Reading Rodney Dangerfield’s autobiography, It’s Not Easy Bein’ Me, was like listening to him do a long monologue on the Tonight Show couch. He starts off just like anyone else. He speaks casually, makes small talk. He seems sincere. He’s not angling for a punchline and then — Pow! Pow! Pow! He fires off a joke, then a zinger, then a pun, a play on words, his catch phrase, and then more jokes and one-liners.
The poet, Irving Feldman, taught me that a good poem is one that feels like the poet came up with it spontaneously, while in truth that poem was the result of days, weeks, even months of crafting and editing. Mr. Feldman also said the beauty of poetry was that the poet could recreate reality to make a dramatic point. That’s what Rodney does. He’s a “poet and he didn’t even know it”.
In preparation for a Tonight Show appearance, he says:
Counting my stand-up routine and my “conversation” on the couch with Jay, I need about 30 new jokes… I have to put them in some kind of order — create some flow, some continuity… they have to be in the right order to work. I have to string together 10 jokes for my stand-up bit and another 20 for my “chat” with Jay afterward. It takes hours and hours of work at home and many nights onstage to get a Tonight Show routine the way I want it.
He’s well rehearsed but when he performs his routine live for the first time, he’s not stilted or disingenuous or pandering. He’s got his timing down pat, so every thought, every word seems newborn, casual, off-the-cuff.

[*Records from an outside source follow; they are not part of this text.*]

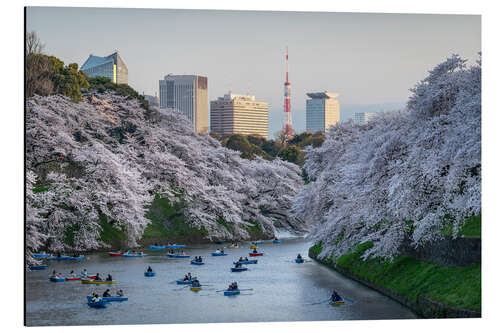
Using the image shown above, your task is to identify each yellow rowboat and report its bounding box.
[82,280,116,284]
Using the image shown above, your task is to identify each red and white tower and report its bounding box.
[282,46,293,142]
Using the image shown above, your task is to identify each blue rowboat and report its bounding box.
[149,245,166,250]
[165,245,186,249]
[66,255,85,261]
[31,251,50,259]
[87,300,106,308]
[87,296,128,303]
[49,276,66,282]
[224,289,240,296]
[233,259,257,265]
[122,253,147,258]
[28,265,47,271]
[166,253,189,259]
[231,267,248,272]
[175,280,193,284]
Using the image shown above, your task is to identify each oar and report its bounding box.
[308,298,330,305]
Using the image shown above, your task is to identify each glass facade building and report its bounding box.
[306,91,340,132]
[80,51,128,84]
[160,75,208,133]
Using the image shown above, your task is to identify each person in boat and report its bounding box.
[330,290,342,302]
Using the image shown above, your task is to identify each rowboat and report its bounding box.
[166,253,189,259]
[28,265,47,271]
[165,244,186,249]
[31,251,50,259]
[224,289,240,296]
[87,299,106,308]
[82,280,116,284]
[49,276,66,282]
[47,255,85,261]
[175,280,193,284]
[231,267,248,272]
[87,296,128,303]
[149,245,166,250]
[233,259,257,265]
[122,253,147,258]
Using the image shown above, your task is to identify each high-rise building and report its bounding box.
[80,51,128,84]
[354,112,375,125]
[142,92,160,107]
[210,92,269,139]
[160,74,208,133]
[306,91,340,132]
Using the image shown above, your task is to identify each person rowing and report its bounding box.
[102,289,111,297]
[330,290,342,302]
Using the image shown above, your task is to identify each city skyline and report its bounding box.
[27,7,481,137]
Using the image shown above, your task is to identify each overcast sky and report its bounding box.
[26,7,481,137]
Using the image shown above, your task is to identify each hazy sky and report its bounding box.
[27,7,481,136]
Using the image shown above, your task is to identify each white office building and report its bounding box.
[306,91,340,132]
[160,74,208,133]
[354,112,375,125]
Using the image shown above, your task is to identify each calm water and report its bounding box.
[26,239,416,326]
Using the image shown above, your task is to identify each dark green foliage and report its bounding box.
[337,242,481,311]
[142,195,208,238]
[88,76,152,112]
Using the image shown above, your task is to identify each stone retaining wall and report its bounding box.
[309,249,481,318]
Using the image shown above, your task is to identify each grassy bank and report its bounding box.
[311,242,481,312]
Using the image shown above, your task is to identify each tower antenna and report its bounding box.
[281,46,293,144]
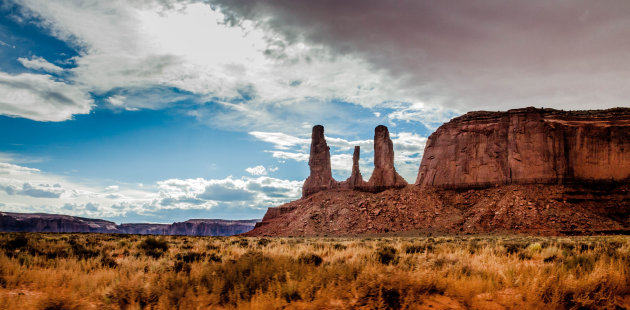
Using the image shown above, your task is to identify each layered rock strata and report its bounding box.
[416,108,630,188]
[246,184,630,236]
[365,125,407,192]
[302,125,407,198]
[302,125,338,197]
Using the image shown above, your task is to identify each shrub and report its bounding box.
[298,253,323,266]
[257,238,271,247]
[175,252,206,263]
[101,254,118,268]
[405,244,427,254]
[376,246,398,265]
[38,294,84,310]
[4,234,28,251]
[138,237,168,258]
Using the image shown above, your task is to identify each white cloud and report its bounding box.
[18,56,63,74]
[0,72,93,122]
[107,95,126,107]
[8,0,424,130]
[249,131,311,150]
[265,151,309,161]
[245,165,267,175]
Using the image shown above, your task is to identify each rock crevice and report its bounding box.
[302,125,407,197]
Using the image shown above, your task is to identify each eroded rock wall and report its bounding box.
[416,108,630,188]
[341,145,365,189]
[364,125,407,192]
[302,125,337,197]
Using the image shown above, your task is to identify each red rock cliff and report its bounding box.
[416,108,630,188]
[302,125,337,197]
[365,125,407,192]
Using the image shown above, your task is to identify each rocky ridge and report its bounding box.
[416,108,630,188]
[302,125,407,198]
[246,108,630,236]
[245,184,630,236]
[0,212,257,236]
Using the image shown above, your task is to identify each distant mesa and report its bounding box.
[0,212,257,236]
[302,125,407,197]
[245,108,630,236]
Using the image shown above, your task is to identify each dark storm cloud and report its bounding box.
[0,183,63,198]
[214,0,630,111]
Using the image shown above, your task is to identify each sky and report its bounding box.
[0,0,630,223]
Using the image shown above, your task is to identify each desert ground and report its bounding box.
[0,233,630,309]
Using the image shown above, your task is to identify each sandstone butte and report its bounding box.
[246,108,630,236]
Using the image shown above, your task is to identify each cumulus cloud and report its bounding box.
[0,72,93,121]
[0,163,302,221]
[248,127,427,183]
[249,131,311,150]
[18,56,63,74]
[245,165,267,175]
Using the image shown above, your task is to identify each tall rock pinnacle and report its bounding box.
[302,125,337,197]
[367,125,407,192]
[343,145,365,189]
[416,108,630,189]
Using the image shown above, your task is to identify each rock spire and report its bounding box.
[302,125,337,197]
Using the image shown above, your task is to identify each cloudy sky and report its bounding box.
[0,0,630,222]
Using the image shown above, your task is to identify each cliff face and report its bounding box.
[341,145,365,189]
[302,125,407,198]
[0,212,257,236]
[416,108,630,188]
[245,184,630,236]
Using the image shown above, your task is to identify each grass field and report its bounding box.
[0,233,630,309]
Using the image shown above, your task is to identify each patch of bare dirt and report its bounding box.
[246,185,630,236]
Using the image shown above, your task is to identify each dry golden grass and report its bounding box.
[0,233,630,309]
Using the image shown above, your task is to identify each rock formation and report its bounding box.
[302,125,407,198]
[245,184,630,236]
[0,212,257,236]
[341,145,365,189]
[416,108,630,188]
[365,125,407,192]
[302,125,337,197]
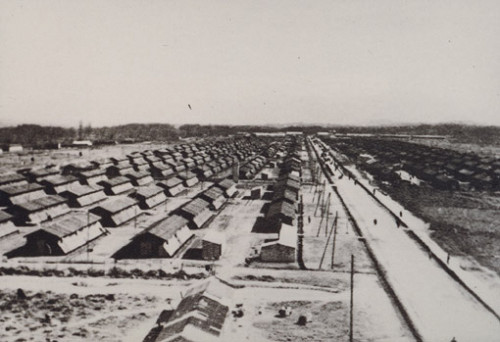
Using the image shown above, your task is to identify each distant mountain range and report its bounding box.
[0,123,500,147]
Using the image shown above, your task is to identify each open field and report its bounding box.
[0,132,498,342]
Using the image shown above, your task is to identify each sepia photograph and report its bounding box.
[0,0,500,342]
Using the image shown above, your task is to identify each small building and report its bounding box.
[91,158,114,170]
[193,165,214,180]
[40,175,80,195]
[109,156,129,165]
[61,160,96,176]
[177,171,200,188]
[199,187,226,210]
[266,201,296,228]
[77,169,108,186]
[10,195,70,225]
[272,186,298,205]
[202,230,225,260]
[106,163,134,178]
[71,140,92,147]
[23,212,107,256]
[125,171,154,186]
[260,224,297,262]
[215,179,238,198]
[250,186,264,200]
[0,210,19,240]
[116,215,194,259]
[60,185,108,208]
[0,173,28,187]
[156,177,186,197]
[26,168,59,182]
[90,196,142,227]
[149,162,175,179]
[144,278,233,342]
[97,176,134,196]
[9,144,23,152]
[179,198,213,229]
[0,183,47,207]
[129,184,167,210]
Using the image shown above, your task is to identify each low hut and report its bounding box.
[10,195,70,225]
[60,185,107,208]
[90,196,142,227]
[25,212,106,256]
[98,176,134,196]
[129,184,167,210]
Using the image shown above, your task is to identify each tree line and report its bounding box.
[0,123,500,148]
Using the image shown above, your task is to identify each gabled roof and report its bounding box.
[177,171,196,180]
[60,185,102,197]
[156,279,232,342]
[0,183,44,196]
[181,198,209,216]
[40,175,77,186]
[146,215,188,241]
[28,211,101,238]
[95,196,137,213]
[203,230,225,245]
[158,177,182,188]
[98,176,130,186]
[0,210,12,223]
[28,169,59,177]
[136,184,163,198]
[0,173,26,184]
[216,178,236,190]
[200,187,224,201]
[266,201,295,219]
[78,169,106,178]
[125,171,151,179]
[16,195,68,212]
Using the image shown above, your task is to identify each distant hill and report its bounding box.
[0,124,500,147]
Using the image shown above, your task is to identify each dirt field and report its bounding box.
[380,180,500,275]
[0,277,182,342]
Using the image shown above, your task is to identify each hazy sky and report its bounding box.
[0,0,500,126]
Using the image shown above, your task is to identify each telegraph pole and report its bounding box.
[349,254,354,342]
[331,211,339,270]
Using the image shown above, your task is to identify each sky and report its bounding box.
[0,0,500,127]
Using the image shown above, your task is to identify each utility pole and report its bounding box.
[325,192,332,237]
[297,195,307,270]
[349,254,354,342]
[87,209,90,263]
[331,211,339,270]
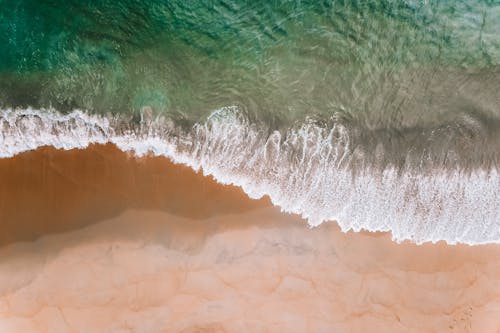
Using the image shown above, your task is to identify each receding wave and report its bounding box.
[0,107,500,244]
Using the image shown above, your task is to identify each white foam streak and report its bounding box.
[0,108,500,245]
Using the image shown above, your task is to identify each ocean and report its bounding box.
[0,0,500,245]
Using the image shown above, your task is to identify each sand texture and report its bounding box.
[0,145,500,333]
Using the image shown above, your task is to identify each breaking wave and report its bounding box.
[0,107,500,245]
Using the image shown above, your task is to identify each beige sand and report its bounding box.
[0,146,500,333]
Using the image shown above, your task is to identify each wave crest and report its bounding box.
[0,107,500,244]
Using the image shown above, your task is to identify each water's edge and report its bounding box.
[0,108,500,245]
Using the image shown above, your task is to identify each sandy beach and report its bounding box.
[0,145,500,333]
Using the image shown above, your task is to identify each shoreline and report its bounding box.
[0,144,500,333]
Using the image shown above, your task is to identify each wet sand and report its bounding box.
[0,145,500,333]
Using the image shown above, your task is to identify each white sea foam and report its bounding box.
[0,108,500,245]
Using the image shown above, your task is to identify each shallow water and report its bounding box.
[0,0,500,244]
[0,144,500,333]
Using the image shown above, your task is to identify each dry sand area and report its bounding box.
[0,145,500,333]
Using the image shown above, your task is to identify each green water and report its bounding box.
[0,0,500,129]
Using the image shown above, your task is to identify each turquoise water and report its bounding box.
[0,0,500,127]
[0,0,500,244]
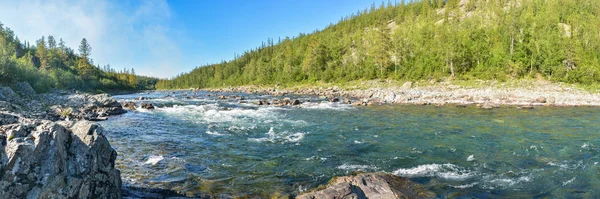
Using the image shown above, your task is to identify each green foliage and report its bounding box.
[0,23,158,92]
[156,0,600,89]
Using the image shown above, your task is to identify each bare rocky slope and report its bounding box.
[0,83,125,198]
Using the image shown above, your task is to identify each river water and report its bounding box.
[101,91,600,198]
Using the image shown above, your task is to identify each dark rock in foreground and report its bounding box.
[142,103,154,110]
[0,119,121,198]
[296,173,435,199]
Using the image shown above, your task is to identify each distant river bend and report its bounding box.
[102,91,600,198]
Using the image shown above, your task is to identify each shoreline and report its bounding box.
[198,81,600,109]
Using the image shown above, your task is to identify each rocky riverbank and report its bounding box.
[206,81,600,109]
[0,83,126,198]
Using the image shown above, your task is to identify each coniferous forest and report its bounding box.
[156,0,600,89]
[0,23,158,92]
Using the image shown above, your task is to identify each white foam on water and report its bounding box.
[285,133,304,142]
[248,127,307,143]
[304,155,327,161]
[581,143,590,149]
[337,164,377,171]
[489,176,531,188]
[206,130,225,136]
[467,155,475,162]
[144,155,165,165]
[392,163,476,181]
[450,182,479,189]
[563,177,576,186]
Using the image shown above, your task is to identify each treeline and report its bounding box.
[156,0,600,89]
[0,23,158,92]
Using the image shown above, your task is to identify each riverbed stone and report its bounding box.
[296,173,435,199]
[123,102,136,111]
[535,97,547,103]
[14,82,37,97]
[0,121,121,198]
[142,103,154,110]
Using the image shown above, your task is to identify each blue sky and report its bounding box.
[0,0,381,78]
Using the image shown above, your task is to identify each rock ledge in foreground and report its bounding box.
[296,173,435,199]
[0,121,122,199]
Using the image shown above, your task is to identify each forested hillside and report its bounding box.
[157,0,600,89]
[0,23,158,92]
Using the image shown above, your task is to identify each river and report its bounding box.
[101,91,600,198]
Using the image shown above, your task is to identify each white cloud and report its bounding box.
[0,0,183,77]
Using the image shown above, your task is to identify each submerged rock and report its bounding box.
[296,173,435,199]
[142,103,154,110]
[535,97,547,103]
[0,121,121,198]
[123,102,136,111]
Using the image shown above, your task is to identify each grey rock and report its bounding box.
[142,103,154,110]
[14,82,37,97]
[0,87,20,103]
[296,173,435,199]
[0,121,121,198]
[535,97,547,103]
[0,112,19,126]
[291,99,302,106]
[123,102,136,111]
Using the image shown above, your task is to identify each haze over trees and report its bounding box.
[156,0,600,89]
[0,23,157,92]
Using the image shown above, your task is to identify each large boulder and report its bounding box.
[81,94,127,119]
[296,173,435,199]
[0,87,20,103]
[0,121,121,198]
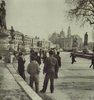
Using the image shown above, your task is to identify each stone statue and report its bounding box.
[84,32,88,46]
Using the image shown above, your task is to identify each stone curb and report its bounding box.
[7,64,43,100]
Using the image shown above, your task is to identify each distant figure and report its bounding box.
[90,54,94,69]
[35,52,41,65]
[43,52,47,63]
[84,32,88,46]
[27,56,40,93]
[30,49,35,62]
[40,51,58,93]
[55,52,61,78]
[0,1,7,29]
[10,26,15,40]
[70,53,76,64]
[18,52,25,80]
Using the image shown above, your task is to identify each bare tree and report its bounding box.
[66,0,94,25]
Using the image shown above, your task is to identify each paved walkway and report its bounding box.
[0,60,30,100]
[12,53,94,100]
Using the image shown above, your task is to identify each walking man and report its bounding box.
[55,52,61,78]
[27,56,40,93]
[18,52,25,80]
[40,51,58,93]
[70,53,76,64]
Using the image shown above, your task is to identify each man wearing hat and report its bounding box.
[40,50,58,93]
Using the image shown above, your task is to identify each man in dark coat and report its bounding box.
[40,51,58,93]
[70,53,76,64]
[35,52,41,65]
[18,52,25,80]
[55,52,61,78]
[90,54,94,69]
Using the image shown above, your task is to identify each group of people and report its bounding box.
[14,50,61,93]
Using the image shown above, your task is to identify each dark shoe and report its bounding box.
[40,90,45,93]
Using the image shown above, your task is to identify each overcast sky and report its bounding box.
[6,0,92,41]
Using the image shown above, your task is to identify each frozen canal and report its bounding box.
[0,61,30,100]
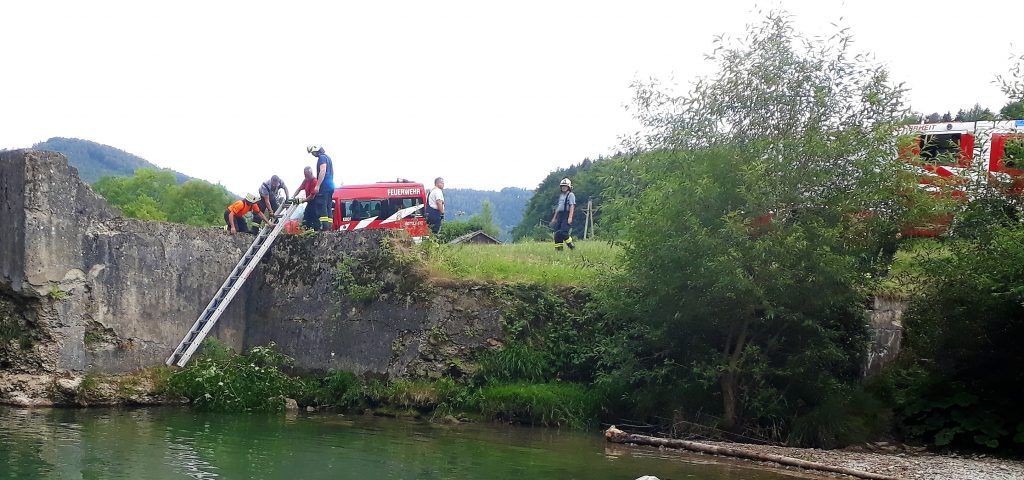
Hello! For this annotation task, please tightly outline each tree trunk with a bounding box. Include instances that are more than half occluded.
[721,318,750,432]
[604,425,898,480]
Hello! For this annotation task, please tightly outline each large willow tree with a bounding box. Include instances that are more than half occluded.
[609,14,914,430]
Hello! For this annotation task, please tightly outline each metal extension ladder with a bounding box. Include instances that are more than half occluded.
[165,202,297,366]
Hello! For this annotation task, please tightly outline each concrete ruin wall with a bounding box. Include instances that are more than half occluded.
[0,150,247,372]
[0,150,902,377]
[864,297,908,377]
[246,234,503,377]
[0,150,501,377]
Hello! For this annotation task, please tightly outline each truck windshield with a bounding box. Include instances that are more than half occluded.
[341,197,423,222]
[921,133,961,165]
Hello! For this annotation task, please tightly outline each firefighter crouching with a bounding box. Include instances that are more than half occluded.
[224,193,270,235]
[306,145,334,231]
[253,175,290,224]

But while I enjoyed all of the clever quips and humor, I couldn’t help feeling like he was hiding something. A part of me wanted him to stop joking around for just a moment to speak directly about the trauma of being molested as a child, the coldness of his mother, the distance of his father, and the frightening circumstances of his own physical and mental health. Did he at one point during any of these trials just break down and cry?
At one point in his book, he complains
My image has its problems. People watch a guy degrade himself for an hour onstage, they get carried away and start to believe that it’s really me up there. And with my image of “no respect”, many people have teated me that way. One night I was doing a show at my club, and as I was about to walk onstage, a man sitting close by said, “Hey Rodney, before you go on, do me a favor, will ya? Let me have your autograph — and more butter?”
Rodney made that man’s request the title of the ninth chapter in his book. In that chapter, Rodney recounts how he came up with his tagline, “I don’t get no respect”. It was originally, “Nothing goes right”, but the influence of Mario Puzo’s Godfather changed that.
His complaints about how people see his onstage character instead of the “real” him are brief and shared with the same self-deprecating closing statements that serve as punchlines in his comic routines. You sort of have to wonder if Rodney also had problems separating his “real” self from the persona that brought his so much fame.
One day I was with some people in the coffee shop at the Riviera Hotel in Vegas. The waiter told me that a couple at another table said they’d buy me a drink if I’d sit with them.
I told the waiter, “Find out how long I have to sit with them to get a steak.”
For all the frivolity, Rodney’s autobiography ends on a somber note. It’s as if he knew somewhere deep inside that an extended lease on life was a sale he couldn’t make. It was his salesmanship, his sincere ambition, and his tenacity that helped raise him to the level of celebrity and respect he now has. And with that celebrity it is easy to forget that Rodney left performing in his late 20s only to return (and really hit it big) in his 40s.
I was a little shocked by his bitterness when I first read the ending of his book. It was an uncharacteristic loss of humor for someone who spent close to 20 chapters entertaining me with clever quips and personal life lessons and losses. But then I thought about the decision to close the book with his grandson’s baby picture and had to wonder if he was really ending on a bitter note.